Le président et ceux de la

Ecrit dans : Lettre de province

Parlez, Monsieur le Président ! Dans ces moments de grande incertitude, il est de votre devoir de vous exprimer. Ces heures graves qui sonnent à nouveau comme le tocsin pour la République vous interpellent et vous seul ! Dorénavant, il n’y a plus de place ni de crédit à tous les propos qui, habituellement, se nourrissent, dit-on, de vos convictions. Venez donc au-devant de ce pays pour lui expliquer ce qu’il doit à son tour penser de la tourmente qui s’est emparée des esprits !

Empressez-vous de lui dire comment il est encore possible d’agir afin de surmonter le chantage par la terreur dont vous-même affirmiez qu’il était du domaine du passé ! Adressez-vous en toute urgence à vos concitoyens réduits peureusement à raser les murs. Oui ! Monsieur le Président, l’Algérie a peur de nouveau et cherche désespérément à comprendre comment vous comptez l’en guérir. Pas une seule voix officielle ne pourra se substituer à la vôtre pour nous dire ce qu’il faut à présent penser de cette conjuration théocratique multiforme que l’on courtise dans les allées du pouvoir et qui, néanmoins, demeure hostile à la République. Ici, elle participe aux affaires publiques et là, elle tue quand elle le croit nécessaire.

Et pourtant, elle est la seule à bénéficier des subtilités sémantiques grâce auxquelles elle est à la fois un partenaire politique et un ennemi que l’on pourchasse. Car, enfin, c’est avec vous et sous votre direction que ce pays a été amené à croire en une possibilité de paix à travers l’amnistie générale ! Vous nous aviez, en quelque sorte, convaincus que l’on pouvait avantageusement solder le crime en échange d’une promesse de paix. La paix des braves ! Les couteaux aux vestiaires ! Le silence des armes ! C’était, à n’en pas douter, un jargon familier ; et pour cause, il nous venait de loin, c’est-à-dire de notre histoire.

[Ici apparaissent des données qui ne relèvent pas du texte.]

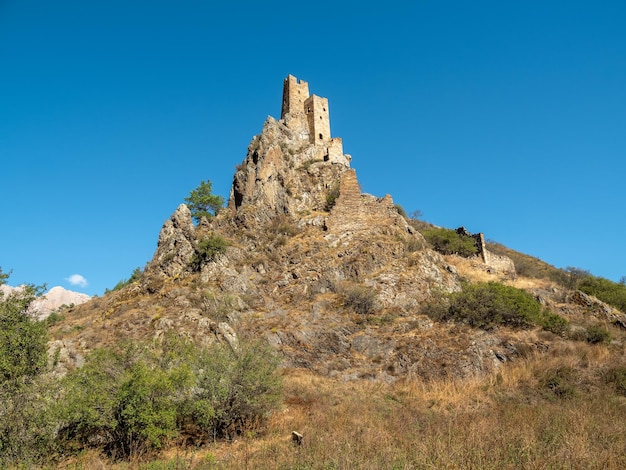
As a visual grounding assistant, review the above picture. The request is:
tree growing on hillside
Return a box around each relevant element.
[184,180,224,224]
[0,268,55,465]
[0,271,47,386]
[559,266,590,290]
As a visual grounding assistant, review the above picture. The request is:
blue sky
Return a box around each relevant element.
[1,1,625,295]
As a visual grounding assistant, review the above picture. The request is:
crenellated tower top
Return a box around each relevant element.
[280,74,348,165]
[281,75,309,121]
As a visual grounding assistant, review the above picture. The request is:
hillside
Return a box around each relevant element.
[50,75,626,381]
[13,75,626,468]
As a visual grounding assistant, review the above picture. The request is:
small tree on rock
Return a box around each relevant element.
[184,180,224,224]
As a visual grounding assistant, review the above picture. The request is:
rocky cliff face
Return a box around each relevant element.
[145,204,197,279]
[228,116,349,226]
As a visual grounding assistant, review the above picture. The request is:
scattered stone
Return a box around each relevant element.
[292,431,303,446]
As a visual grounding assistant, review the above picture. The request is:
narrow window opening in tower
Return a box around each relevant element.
[319,133,323,140]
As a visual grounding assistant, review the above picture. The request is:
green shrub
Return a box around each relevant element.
[324,182,340,211]
[579,275,626,313]
[58,337,281,457]
[557,267,591,290]
[425,282,554,331]
[189,234,230,271]
[539,367,577,400]
[185,341,282,439]
[46,311,66,326]
[339,284,378,315]
[394,204,407,218]
[603,366,626,396]
[422,227,478,257]
[540,311,569,335]
[586,324,611,344]
[0,378,59,466]
[0,286,48,385]
[58,345,178,457]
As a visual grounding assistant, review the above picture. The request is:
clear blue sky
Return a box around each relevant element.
[1,1,625,295]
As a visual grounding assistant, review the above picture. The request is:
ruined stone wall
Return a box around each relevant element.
[326,169,409,237]
[326,138,346,164]
[483,250,516,276]
[331,169,362,222]
[456,227,516,276]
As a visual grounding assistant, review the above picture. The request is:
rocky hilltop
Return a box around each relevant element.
[51,75,626,382]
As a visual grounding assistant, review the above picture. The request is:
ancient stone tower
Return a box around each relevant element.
[280,75,348,165]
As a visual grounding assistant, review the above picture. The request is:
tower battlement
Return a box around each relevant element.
[281,75,309,120]
[280,75,348,165]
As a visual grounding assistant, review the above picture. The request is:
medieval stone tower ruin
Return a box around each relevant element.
[280,75,349,165]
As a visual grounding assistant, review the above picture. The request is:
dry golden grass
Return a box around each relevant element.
[444,254,556,292]
[67,340,626,470]
[47,238,626,469]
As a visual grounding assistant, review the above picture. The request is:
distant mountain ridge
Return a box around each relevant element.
[0,285,91,319]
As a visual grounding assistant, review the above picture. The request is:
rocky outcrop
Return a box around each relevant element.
[133,76,467,381]
[228,117,350,226]
[571,289,626,325]
[145,204,196,278]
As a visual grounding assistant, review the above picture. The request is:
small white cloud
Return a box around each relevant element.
[66,274,88,288]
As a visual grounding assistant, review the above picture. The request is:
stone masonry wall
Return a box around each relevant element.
[456,227,516,276]
[305,95,331,144]
[326,169,411,237]
[280,74,347,166]
[483,250,516,276]
[281,75,309,123]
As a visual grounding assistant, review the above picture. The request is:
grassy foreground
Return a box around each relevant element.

Bref, ce fut la fable du dérisoire «plat de lentille» que l’Etat accepta de recevoir en concédant à ses ennemis une parcelle de sa majesté. Dès septembre 1999, vous aviez fait ce choix et n’aviez eu de cesse de multiplier les gestes de bonne volonté en affirmant que la paix, avec un grand «P», n’a pas de prix et qu’il faut la réaliser à n’importe quel… prix. C’est donc de cela que vous devez nous entretenir, toutes affaires cessantes, car il semble que la parenthèse vient de se refermer brutalement sur cette mystique que vous considérez comme le grand œuvre de vos huit années. Hélas, il va falloir se résoudre à re-examiner cette option fondamentale qui n’a abouti finalement qu’à mettre sous le boisseau le credo du châtiment en agitant le pardon sans pourtant restaurer la cohésion sociale.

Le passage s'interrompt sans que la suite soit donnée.